Siemens' cyber chief says firms shouldn't shy away from talking about race or politics as they work to improve diversity

Siemens' cyber chief says firms shouldn't shy away from talking about race or politics as they work to improve diversity

February 12, 2021
  • Women and people of color are starkly underrepresented in the cybersecurity industry.
  • Changing that will require cyber firms to step up, Siemens CCO Kurt John told Insider.
  • John said improving diversity will hinge on rethinking recruitment practices and workplace culture.
  • Visit the Business section of Insider for more stories.

Cybersecurity has a diversity problem.

Like the broader tech industry, the security field is overwhelmingly white and male. People of color represented only 26% of the cybersecurity workforce as of 2017, according to a report by the cyber consortium ISC2, and in 2019 only 20% of cybersecurity employees were women, according to Cybersecurity Ventures.

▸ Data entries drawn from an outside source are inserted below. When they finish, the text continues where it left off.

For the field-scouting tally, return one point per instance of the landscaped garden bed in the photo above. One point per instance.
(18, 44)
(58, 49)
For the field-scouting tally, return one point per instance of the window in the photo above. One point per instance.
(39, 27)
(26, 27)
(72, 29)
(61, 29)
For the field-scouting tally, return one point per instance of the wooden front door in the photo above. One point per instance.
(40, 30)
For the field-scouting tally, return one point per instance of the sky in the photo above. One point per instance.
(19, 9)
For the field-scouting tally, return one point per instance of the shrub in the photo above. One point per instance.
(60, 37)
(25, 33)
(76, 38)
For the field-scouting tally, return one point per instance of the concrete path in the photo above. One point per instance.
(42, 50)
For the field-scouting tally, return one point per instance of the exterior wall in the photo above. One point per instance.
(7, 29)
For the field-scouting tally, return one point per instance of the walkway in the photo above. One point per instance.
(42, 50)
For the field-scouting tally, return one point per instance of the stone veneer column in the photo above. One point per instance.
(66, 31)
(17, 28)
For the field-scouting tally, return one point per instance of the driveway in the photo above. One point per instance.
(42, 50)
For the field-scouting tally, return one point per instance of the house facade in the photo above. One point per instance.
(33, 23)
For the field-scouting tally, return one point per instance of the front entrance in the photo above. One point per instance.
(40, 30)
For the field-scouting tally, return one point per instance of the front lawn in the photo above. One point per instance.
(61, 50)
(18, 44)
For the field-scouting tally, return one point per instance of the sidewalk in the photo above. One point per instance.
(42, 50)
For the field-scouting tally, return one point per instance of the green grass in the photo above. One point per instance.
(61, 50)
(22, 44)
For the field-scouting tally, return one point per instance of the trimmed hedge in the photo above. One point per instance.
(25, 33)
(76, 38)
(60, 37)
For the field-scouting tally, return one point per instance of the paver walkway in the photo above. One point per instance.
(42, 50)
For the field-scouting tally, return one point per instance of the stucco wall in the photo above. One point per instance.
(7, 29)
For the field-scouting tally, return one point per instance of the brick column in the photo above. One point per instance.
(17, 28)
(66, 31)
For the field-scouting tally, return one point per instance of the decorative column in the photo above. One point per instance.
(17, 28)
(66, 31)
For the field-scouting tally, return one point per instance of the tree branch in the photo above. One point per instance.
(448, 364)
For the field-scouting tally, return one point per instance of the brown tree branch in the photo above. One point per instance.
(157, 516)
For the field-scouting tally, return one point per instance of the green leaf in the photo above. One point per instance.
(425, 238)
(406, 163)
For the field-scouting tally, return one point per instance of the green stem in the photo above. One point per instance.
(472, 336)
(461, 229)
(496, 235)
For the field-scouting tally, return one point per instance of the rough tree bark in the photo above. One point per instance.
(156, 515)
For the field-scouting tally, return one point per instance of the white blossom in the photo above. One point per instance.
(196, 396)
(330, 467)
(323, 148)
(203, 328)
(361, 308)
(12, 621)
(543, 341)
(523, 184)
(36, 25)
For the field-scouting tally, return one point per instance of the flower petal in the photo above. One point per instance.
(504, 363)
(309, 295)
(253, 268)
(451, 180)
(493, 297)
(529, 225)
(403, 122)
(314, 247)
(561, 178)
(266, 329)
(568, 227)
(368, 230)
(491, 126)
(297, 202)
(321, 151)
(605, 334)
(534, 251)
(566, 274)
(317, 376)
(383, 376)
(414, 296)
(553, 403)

Diversity won’t improve without a direct investment from cyber firms, according to Siemens chief cybersecurity officer Kurt John, but more a diverse workforce will direct benefit both the industry overall and cybersecurity companies’ individual outcomes. 

John’s always been “hyper-aware” as a Black cybersecurity professional that the field lacked diversity.

“I didn’t see a whole lot of people that look like me,” he told Insider. 

During his career as a penetration tester — an engineer who probes companies’ cyber defenses for weaknesses and later as an executive, John also saw how a lack of diversity hampered cybersecurity teams’ abilities to think outside the box or approach problems from all angles.

In a field that often requires fast-paced, creative problem solving and investigative skills, he believes having cognitive diversity is crucial to high performance.

“Your physical attributes are a collection of variables that influence the way you think, because that impacts how you experience life,” he said. “If you throw all those people together in a non-homogeneous team, what happens is magic.”

Improving diversity will hinge on forming talent pipelines to train and hire early-career professionals from underrepresented backgrounds, John said, as well as making sure internal culture supports diverse employees, including through open dialogue about inequities.

As the leader of Siemens’ worldwide cybersecurity operations — overseeing roughly 1,300 security professionals — he has spearheaded efforts to mobilize the company’s employee resource groups to help recruit talent from institutions like historically black colleges and universities.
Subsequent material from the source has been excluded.